Apart from regulating growth, the nutrient and growth-factor sensing module of the mTOR network also directly affects cell cycle progression. The phosphorylation cascade initiated by the binding of growth factors to their receptors leads to increased transcription of cell cycle genes, such as G1 cyclins and cyclin-dependent kinases (CDKs) (323). In addition, growth factor signaling stabilizes G1 cyclins by protecting them from protein degradation (323), thereby promoting G1/S transition in the presence of nutrients and growth factors.

In budding and fission yeasts, cell size adaptation to changing nutrients can be partly explained by the regulation of the Greatwall-Endosulfine pathway by mTOR and, in the case of budding yeast, also by PKA (360, 361) (FIGURE 8). The Greatwall-Endosulfine pathway is highly conserved from yeast to mammals and serves as a molecular switch to aid cell cycle transitions (361, 362). The Greatwall kinase Gwl (also known as Rim15 in budding yeast, and Ppk18 and Cek1 in fission yeast) promotes phosphorylation of Endosulfine, made up of the two small proteins named ENSA and ARPP-19 in animal cells, Igo1 and Igo2 in budding yeast, and Igo1 in fission yeast (363). Phosphorylated Endosulfine potently inhibits PP2A/B55, the protein phosphatase 2 A subcomplex bound to its regulatory subunit B55. When active, the PP2A phosphatase dephosphorylates CDK/Cyclin substrates, activates CDK/Cyclin inhibitors such as Wee1, and inhibits CDK/Cyclin activators such as Cdc25 (360, 364, 365). Thus active PP2A antagonizes CDK/Cyclin activity and thereby prevents cell cycle transitions (361).

FIGURE 8.

FIGURE 8.In budding yeast, the Greatwall kinase Rim15 is one major regulator of nutrient-dependent cell-cycle progression. In the presence of nutrients, mammalian target of rapamycin (TOR) and PKA signaling both inhibit Rim15. Through activation of the downstream phosphatase PP2A and its targets Sic1 and Whi5, this regulates the G1/S transition.

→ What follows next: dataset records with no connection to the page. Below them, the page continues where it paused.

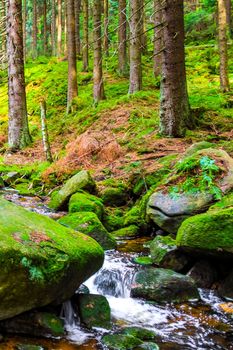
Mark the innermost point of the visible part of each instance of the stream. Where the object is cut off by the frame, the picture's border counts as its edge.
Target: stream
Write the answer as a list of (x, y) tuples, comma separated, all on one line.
[(194, 325)]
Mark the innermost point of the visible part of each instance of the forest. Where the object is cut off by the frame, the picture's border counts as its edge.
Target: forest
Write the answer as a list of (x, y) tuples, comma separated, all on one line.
[(116, 174)]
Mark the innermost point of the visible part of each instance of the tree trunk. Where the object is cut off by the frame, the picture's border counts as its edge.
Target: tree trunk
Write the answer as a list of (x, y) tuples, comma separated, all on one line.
[(18, 132), (45, 27), (135, 79), (122, 38), (174, 106), (53, 28), (222, 37), (71, 49), (106, 22), (34, 30), (59, 28), (98, 89), (85, 36), (157, 38), (77, 5)]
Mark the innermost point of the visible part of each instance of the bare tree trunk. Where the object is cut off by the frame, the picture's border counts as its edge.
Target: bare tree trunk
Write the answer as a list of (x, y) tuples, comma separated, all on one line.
[(59, 28), (157, 38), (45, 27), (34, 30), (174, 106), (18, 131), (77, 5), (122, 38), (98, 89), (106, 22), (85, 36), (53, 28), (72, 68), (222, 37), (135, 79), (44, 130)]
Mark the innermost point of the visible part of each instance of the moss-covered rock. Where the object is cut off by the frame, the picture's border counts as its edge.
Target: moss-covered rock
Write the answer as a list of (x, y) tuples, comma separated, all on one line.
[(40, 260), (94, 310), (120, 342), (81, 181), (164, 252), (89, 223), (131, 231), (209, 233), (83, 201), (163, 285)]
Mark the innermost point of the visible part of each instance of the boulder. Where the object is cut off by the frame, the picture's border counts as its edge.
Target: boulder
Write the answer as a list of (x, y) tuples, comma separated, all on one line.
[(93, 310), (82, 201), (162, 285), (208, 234), (82, 180), (195, 184), (41, 261), (164, 253), (89, 224)]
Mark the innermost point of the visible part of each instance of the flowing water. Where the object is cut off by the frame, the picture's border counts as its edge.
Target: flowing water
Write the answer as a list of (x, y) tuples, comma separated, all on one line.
[(189, 326)]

The availability of nutrients leads to an upregulation of TORC1, which leads to an activation of the conserved TORC1 target Sch9 kinase in budding yeast (Sck2 in fission yeast) (360, 366). The Sch9 kinase phosphorylates and inhibits Rim15, the budding yeast homolog of Greatwall, thereby preventing cell cycle progression in nutrient-rich conditions and promoting larger cell sizes (361, 367). This nutrient-based regulation of the cell cycle by the TORC1-Greatwall-Endosulfine-PP2A circuit takes place at the G1/S transition in budding yeast and at the G2/M transition in fission yeast. PP2A regulates G1/S transition inhibitors Whi5 and Sic1 in budding yeast (368, 369), and G2/M regulators CyclinB/CDK1, Cdc25, and Wee1 in fission yeast (360, 361).

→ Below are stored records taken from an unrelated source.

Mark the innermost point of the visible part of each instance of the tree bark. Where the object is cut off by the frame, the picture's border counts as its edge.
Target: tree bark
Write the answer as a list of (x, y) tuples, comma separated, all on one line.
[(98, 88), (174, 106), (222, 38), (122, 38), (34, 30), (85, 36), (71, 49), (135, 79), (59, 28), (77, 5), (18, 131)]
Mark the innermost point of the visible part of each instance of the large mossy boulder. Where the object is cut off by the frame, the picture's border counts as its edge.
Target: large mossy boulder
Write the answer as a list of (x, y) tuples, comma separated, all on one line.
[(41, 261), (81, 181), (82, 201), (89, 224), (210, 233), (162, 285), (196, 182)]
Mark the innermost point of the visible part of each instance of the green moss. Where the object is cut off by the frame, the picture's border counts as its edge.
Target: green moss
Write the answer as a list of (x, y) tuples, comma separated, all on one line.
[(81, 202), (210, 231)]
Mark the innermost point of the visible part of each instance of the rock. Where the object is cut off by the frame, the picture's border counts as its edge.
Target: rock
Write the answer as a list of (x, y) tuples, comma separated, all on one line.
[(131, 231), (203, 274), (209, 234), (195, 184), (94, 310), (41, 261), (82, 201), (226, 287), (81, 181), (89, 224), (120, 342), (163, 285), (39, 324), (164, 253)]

In budding yeast, the PKA pathway also regulates the G1/S transition in response to nutrient availability by inhibiting the Greatwall kinase Rim15 (370, 371) [see Ewald (325) for a detailed review]. In rich nutrients, when both TOR and PKA are active, Rim15 is inactive, promoting PP2A activity. PP2A in turn maintains active Whi5, leading to low CDK activity and ultimately allows progression through Start, the commitment point of the G1/S transition, only at larger sizes. Paradoxically, PP2A also promotes S-phase entry by facilitating the degradation of the Cyclin/CDK inhibitor Sic1. Additionally, the PKA pathway affects the G1/S transition independently of the Greatwall-Endosulfine network. PKA inhibits Swi4, a component of the major G1/S transcription factors SBF and MBF (372). In line with the regulation through Greatwall, this therefore delays Start in rich nutrients, promoting larger cell sizes. However, in rich nutrients, PKA also inhibits the expression of Cip1, an inhibitor of the Cyclin/CDK complex, leading to high CDK activity and a higher likelihood of cell cycle progression (373, 374).

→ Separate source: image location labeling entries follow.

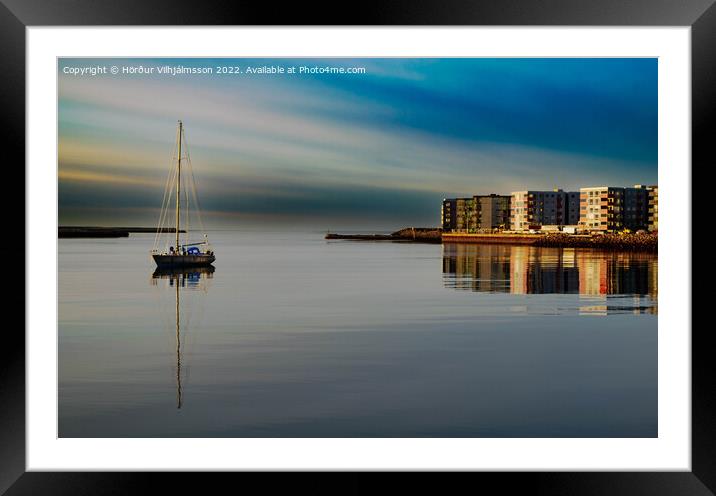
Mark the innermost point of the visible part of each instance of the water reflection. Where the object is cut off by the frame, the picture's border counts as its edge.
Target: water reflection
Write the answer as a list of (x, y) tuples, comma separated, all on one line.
[(606, 281), (178, 279)]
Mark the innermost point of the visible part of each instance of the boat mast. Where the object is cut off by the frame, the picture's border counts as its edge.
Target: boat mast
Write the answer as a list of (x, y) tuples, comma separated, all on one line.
[(178, 186)]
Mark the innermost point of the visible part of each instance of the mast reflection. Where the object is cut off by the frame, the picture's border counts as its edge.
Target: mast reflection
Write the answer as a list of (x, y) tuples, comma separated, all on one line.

In summary, evidence from budding and fission yeasts indicates that mTOR and PKA regulate cell growth and cell cycle progression in a nutrient-dependent manner. Since the components of mTOR, PKA, and Greatwall-Endosulfine pathways are well conserved, it is possible that these pathways mediate nutritional control of cell cycle progression in multicellular organisms as well. Another fundamental but poorly understood way how nutrients can modulate cell cycle regulation is through the cell cycle-dependent expression of many cell cycle regulators. Since nutrients affect translation rates as well as the relative durations of cell cycle phases, this will inevitably lead to nutrient-dependent regulation of the concentrations of those cell cycle regulators, feeding back on cell size. Indeed, it has been reported that nutrient-dependent changes in cell cycle duration modulate Whi5 concentrations and thereby cell size in budding yeast (51).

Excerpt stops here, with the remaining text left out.